- Bhaudaha Location in Nepal
- Coordinates: 26°29′N 87°20′E﻿ / ﻿26.49°N 87.34°E
- Country: Nepal
- Zone: Koshi Zone
- District: Morang District

Population (1991)
- • Total: 4,743
- Time zone: UTC+5:45 (Nepal Time)
- Postal code: 56612
- Area code: 021

= Bhaudaha, Morang =

Bhaudaha is a village development committee in Morang District in the Kosi Zone of south-eastern Nepal. At the time of the 1991 Nepal census it had a population of 4743 people living in 876 individual households.

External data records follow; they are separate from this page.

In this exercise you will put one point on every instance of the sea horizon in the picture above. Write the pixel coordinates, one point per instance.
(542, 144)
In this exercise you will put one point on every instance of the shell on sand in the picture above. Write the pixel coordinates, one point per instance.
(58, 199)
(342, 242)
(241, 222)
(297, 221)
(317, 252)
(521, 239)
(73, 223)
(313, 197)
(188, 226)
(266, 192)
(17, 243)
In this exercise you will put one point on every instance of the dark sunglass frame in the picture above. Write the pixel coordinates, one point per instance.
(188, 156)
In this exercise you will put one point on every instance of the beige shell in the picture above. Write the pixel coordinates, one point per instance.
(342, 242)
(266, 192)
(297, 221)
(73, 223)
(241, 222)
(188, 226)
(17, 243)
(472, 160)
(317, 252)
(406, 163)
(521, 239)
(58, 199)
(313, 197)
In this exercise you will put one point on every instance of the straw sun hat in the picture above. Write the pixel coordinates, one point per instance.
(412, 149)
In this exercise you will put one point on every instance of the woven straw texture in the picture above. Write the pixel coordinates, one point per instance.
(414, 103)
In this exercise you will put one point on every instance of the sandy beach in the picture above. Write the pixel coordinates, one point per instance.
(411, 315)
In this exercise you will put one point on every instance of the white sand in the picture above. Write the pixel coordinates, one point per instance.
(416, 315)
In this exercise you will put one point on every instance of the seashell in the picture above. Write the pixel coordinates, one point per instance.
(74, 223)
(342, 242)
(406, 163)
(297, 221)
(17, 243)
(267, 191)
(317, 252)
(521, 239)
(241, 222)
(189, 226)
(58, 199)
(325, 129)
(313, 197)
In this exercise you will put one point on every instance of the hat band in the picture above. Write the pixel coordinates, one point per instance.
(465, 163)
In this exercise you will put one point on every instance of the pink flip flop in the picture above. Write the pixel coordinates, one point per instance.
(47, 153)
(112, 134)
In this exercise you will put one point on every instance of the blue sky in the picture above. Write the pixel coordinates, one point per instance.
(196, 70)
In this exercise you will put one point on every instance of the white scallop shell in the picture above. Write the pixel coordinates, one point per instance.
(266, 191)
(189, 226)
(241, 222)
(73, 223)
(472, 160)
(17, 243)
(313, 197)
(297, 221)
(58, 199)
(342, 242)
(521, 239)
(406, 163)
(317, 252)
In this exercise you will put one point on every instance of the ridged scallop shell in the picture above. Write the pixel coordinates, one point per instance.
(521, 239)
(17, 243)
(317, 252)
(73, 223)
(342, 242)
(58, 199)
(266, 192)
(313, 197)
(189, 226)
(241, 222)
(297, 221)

It is situated to the northeast of Biratnagar town. There are no major trade centres in the VDC, as it lies off the main road, although it is close to the major market centres of Jhorahat to the west and Naya Bazaar to the south. It is mostly an agricultural area, although there are some minor industries such as brick kilns, and a large number of residents work in the industrial belt between Biratnagar and Rangeli. Handicrafts which originate in the area include traditional woven mats, which are available at local markets or in Biratnagar bazaar.

The Judi khola cuts through the VDC from north to south, providing a source of irrigation, although the VDC also lies towards the tail end of the Sunsari-Morang canal network.

Bhaudaha is home predominantly to the Batar community, although there is a sizeable Rajbanshi community in Sitpur to the north and a large Jhagar community in the south. As across Morang district, there are a number of other Nepali and Maithili speaking castes present in minority numbers.